Habló, por fin, la hija.
- Entonces, nada de lo que me ha dicho me sirve. Si no me dice quién es usted, la gente pensará que soy yo quien me invento las cosas. ¿No lo comprende?
La buena señora ya no habló más.
- Bueno -responde en su lugar la hija-, ya le hemos dicho que de nombre, nada. Y nos da lo mismo que lo ponga o no, porque no lo vamos a leer. Así que ya sabe lo que tiene que hacer.
La mujer joven siguió hablando mientras que el forastero, corrido por primera vez después de cinco años de vagar por las calles de los pueblos, donde siempre encontró la respuesta correcta al trato que acostumbró usar con los cientos de personas que le salieron al paso, intenta esconderse por la primera esquina que le llevará de inmediato al pie del campa­nario.
Los muros de sillar del campanario aparecen comidos en su planta por el yerbazal que creció sin tino al favor de las aguas. Dos campanas enormes reciben de cara los postreros rayos del poniente desde sus huecos en la espadaña. Desde la vega, a nuestros pies, sube hasta los descampados un viento suave, cargado de aromas ribereños y de olor a campo.
- Pues él no está aquí en este momento. Se fue hasta los huertos a sembrar unos pocos melones.
Era doña Luisa, creo que tía o familiar de Ángel Yubero, el alcalde de Alboreca. Doña Luisa me acompañó hacia las afueras. Desde allí me puso en camino para bajar hasta el huerto en donde estaba el alcalde.
- Poca gente.
- Poca; unas treinta y tantas personas, nada más.

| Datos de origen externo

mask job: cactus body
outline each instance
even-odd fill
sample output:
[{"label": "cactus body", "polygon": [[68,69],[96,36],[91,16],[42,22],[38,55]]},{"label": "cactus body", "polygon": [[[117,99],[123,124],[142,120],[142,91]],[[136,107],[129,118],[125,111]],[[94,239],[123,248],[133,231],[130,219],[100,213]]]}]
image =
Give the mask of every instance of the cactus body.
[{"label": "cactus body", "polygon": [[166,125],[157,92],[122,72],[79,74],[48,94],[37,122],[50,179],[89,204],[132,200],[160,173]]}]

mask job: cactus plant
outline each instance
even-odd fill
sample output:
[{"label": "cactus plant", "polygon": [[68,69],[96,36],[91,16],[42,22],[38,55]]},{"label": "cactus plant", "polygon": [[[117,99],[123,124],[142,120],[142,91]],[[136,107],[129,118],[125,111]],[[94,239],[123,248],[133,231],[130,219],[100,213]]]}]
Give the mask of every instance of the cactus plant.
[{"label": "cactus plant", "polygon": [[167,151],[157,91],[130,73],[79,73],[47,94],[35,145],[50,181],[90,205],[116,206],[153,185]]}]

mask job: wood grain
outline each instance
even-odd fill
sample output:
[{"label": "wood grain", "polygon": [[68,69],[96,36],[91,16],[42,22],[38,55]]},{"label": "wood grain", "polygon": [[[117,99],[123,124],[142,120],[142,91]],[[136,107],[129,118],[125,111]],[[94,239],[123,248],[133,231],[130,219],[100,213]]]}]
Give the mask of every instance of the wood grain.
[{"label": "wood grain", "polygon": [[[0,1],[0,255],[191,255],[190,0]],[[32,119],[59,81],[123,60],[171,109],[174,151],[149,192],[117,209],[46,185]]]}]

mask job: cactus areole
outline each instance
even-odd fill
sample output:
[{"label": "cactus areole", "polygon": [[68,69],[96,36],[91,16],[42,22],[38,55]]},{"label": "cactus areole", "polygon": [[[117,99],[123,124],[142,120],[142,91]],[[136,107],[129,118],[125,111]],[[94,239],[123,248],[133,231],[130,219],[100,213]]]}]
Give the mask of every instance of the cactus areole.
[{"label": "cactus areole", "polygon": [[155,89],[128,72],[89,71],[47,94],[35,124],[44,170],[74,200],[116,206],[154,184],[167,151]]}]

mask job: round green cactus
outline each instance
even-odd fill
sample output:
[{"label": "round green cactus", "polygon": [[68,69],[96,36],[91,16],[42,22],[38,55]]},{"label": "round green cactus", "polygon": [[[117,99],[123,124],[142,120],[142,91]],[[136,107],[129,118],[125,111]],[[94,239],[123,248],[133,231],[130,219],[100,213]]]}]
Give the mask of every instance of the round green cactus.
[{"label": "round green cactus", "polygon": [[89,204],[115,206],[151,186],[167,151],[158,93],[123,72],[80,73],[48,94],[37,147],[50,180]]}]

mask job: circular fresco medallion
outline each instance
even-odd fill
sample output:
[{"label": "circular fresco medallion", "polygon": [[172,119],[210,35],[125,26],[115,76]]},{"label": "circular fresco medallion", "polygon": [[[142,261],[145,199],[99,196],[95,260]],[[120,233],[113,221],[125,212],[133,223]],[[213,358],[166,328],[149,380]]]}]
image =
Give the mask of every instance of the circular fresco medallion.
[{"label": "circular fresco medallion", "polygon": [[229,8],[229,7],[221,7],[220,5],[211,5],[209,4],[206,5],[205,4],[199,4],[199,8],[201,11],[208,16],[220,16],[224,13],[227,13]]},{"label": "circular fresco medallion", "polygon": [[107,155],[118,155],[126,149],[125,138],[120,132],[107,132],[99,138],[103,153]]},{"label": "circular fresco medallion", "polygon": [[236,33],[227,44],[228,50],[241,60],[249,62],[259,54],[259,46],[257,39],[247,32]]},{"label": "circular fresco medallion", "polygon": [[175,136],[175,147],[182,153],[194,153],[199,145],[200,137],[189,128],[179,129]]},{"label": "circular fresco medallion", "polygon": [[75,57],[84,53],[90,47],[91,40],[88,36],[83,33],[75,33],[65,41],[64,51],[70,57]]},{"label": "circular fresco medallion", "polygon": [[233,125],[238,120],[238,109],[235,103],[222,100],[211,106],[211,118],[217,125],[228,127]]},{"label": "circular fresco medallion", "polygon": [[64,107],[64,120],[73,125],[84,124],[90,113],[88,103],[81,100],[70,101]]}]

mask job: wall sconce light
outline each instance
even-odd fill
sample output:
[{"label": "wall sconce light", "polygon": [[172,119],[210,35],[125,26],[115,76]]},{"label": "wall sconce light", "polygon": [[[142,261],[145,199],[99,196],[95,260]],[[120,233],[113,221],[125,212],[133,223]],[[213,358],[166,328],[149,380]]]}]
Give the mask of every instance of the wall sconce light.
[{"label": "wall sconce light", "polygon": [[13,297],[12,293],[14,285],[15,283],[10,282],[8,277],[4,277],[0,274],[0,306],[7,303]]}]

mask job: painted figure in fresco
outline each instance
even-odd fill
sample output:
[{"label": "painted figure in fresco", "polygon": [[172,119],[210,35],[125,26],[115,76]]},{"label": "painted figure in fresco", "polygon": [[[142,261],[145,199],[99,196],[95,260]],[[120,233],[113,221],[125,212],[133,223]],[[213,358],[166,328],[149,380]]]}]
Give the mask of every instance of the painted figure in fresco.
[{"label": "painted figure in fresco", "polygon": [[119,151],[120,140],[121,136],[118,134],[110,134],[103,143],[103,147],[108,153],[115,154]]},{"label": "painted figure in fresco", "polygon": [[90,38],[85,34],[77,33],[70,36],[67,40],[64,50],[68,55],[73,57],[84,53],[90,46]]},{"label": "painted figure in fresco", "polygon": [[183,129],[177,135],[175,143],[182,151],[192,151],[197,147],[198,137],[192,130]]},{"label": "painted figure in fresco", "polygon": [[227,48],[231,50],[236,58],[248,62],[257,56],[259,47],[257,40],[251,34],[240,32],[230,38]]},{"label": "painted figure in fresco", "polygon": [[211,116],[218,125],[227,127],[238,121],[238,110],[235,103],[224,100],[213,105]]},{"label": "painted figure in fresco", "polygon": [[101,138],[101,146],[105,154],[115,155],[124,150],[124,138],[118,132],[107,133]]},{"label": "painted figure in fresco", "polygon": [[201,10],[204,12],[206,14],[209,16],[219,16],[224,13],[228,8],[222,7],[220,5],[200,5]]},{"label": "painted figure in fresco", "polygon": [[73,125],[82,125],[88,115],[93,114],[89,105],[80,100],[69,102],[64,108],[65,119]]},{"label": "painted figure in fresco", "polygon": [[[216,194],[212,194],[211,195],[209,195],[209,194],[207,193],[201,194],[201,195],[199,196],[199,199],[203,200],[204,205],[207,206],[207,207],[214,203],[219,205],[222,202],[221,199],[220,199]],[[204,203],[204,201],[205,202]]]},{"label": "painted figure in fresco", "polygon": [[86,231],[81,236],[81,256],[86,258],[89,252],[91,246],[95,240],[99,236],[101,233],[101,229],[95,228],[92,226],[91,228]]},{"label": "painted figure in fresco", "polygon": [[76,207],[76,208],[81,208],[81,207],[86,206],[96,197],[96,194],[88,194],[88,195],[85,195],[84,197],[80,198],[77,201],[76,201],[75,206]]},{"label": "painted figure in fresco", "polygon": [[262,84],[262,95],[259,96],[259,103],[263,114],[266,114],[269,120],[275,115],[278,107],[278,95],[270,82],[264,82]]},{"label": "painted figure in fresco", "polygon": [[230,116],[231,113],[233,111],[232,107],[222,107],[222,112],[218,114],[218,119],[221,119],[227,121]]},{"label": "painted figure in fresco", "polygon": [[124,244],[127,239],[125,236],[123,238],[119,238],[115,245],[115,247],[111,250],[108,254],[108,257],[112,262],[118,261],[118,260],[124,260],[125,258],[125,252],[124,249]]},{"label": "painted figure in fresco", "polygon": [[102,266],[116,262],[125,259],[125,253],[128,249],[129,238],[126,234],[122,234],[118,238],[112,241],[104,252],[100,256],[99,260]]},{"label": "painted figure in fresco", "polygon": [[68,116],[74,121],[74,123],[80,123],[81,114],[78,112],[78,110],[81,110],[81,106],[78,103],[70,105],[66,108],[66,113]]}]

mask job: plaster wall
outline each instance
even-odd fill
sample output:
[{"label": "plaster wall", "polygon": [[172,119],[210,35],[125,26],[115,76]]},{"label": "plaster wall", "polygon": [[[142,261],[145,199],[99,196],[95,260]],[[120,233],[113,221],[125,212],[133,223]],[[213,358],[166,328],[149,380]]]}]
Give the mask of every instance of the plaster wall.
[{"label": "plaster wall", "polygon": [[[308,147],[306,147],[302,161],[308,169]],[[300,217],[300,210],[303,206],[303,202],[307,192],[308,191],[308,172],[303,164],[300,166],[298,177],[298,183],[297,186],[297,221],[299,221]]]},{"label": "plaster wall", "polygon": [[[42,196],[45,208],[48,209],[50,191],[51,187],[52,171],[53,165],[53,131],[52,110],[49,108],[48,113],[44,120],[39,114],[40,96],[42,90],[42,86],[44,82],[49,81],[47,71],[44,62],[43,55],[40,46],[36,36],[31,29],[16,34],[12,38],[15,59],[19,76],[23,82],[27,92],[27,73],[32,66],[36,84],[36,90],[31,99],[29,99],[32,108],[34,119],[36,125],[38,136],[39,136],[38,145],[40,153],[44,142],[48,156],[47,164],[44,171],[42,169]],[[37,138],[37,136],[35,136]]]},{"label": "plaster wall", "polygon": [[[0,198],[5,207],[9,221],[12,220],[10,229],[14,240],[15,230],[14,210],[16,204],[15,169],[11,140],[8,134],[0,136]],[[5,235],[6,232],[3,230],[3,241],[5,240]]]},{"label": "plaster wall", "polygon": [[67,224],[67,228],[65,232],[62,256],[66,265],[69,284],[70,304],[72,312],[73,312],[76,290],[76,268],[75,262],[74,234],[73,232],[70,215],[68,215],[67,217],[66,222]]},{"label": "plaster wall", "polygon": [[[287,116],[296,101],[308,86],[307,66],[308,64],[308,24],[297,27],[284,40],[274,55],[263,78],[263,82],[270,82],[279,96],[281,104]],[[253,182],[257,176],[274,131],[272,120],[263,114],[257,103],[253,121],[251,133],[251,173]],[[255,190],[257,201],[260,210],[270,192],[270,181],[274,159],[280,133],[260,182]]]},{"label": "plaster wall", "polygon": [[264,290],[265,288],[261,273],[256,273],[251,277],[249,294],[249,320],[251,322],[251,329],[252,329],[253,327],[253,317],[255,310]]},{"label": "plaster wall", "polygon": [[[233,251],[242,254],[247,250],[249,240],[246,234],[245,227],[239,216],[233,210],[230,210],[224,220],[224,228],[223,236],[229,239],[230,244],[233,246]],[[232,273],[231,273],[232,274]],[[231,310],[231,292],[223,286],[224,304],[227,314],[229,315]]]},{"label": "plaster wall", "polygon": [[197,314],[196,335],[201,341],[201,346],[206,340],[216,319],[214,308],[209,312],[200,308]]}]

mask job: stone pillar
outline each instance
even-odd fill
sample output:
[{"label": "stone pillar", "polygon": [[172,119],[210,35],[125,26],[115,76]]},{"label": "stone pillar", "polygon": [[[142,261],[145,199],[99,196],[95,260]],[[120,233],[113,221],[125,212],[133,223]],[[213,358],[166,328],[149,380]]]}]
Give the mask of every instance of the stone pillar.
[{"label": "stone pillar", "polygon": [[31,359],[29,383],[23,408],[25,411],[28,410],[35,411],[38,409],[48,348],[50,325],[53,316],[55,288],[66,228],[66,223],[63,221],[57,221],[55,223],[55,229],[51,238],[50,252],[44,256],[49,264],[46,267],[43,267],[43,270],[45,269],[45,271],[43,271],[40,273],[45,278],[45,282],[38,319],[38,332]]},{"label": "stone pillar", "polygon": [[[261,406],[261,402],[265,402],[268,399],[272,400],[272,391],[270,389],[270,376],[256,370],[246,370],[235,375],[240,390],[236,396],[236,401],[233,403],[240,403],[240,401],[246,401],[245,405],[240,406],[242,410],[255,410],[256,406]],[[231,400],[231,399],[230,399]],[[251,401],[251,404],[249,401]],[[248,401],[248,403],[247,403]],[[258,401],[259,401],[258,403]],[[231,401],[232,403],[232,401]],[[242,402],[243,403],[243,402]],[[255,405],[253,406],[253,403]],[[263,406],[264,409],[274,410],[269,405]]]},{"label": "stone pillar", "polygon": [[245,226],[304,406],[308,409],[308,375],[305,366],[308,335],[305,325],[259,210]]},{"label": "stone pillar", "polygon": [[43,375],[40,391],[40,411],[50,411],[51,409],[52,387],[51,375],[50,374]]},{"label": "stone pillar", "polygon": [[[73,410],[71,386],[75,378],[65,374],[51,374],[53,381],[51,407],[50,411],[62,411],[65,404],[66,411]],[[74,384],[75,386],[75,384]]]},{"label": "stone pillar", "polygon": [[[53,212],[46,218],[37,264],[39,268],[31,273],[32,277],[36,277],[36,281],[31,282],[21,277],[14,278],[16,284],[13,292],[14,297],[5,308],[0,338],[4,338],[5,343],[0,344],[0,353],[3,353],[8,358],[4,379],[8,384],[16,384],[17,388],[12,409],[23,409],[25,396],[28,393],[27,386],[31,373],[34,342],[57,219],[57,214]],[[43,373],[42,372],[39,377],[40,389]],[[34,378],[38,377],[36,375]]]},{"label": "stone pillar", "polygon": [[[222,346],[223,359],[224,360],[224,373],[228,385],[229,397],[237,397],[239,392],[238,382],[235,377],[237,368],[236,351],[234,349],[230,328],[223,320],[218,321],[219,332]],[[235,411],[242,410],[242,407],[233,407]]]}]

Los huertos de la vega de Alboreca, tapados ya por las sombras de la Cuesta de los Hoyos que amenazan con tragarse al pueblo de un momento a otro, es un canto único, un trinar fortísimo desde las choperas, un chirriar incesante de los grillos desde el henar de la linde. Hay un hombre que saca cubos de agua de la acequia y se los va llevando, uno por uno, pacientemente para regar.
- El riato no tiene nombre. Nace ahí, un poco más arriba, y se junta con el Henares por Alcuneza.
Más adelante, pasada de hecho toda la vega, encuentro al alcalde sembrando pepitas de melón en una tierra pedregosa del Erial del Ojo. El hombre me saluda sudoroso. Lleva la cabeza cubierta con una gorrilla ligera de paño blanco.
- Tanto gusto -me dice-. No sabe cuántas ganas teníamos de verle por aquí. ¿Qué le parece todo esto?
- Muy bien. Como pueblo, un poco olvidado; pero el sitio, y la tranquilidad sobre todo, valen cualquier cosa. ¿No le parecen demasiados cantos para sembrar melones?
- Qué va. Al contrario. Eso es lo bueno. Necesitan una tierra fresca, y esta casquera es lo mejor.
- Qué pena. No poderse quedar uno aquí a pasar, por lo menos, los meses de verano.
- Mire, aquel de allá es el chalet de Gómez Gordo. No sé lo que vería en el pueblo para venirse a edificar aquí. A nosotros que nos parece tan feo.
- Ah, pues don Juan Antonio es persona que sabe lo que se lleva entre manos. Oiga, la provincia acabará por aquí cerca.
- Un poco más arriba. En Olmedillas. Ahí detrás del cerro de Pozancos.
Pasé unos minutos más con Ángel Yubero a campo abierto, enterrando semillas de melón que madurarán en otoño, y contem­plando en silencio, por el mero hecho de ver, la caída de la noche sobre Alboreca. Un espectáculo gratificante. Entre los manzanos de la vega y bajo la copa oscura de los nogales, los campesinos arrían velas y enfilan la senda de regreso a sus hogares. Por el horizonte en penumbra se recortan, ya cerca de la antigua Segontia, las torres chatas de la catedral.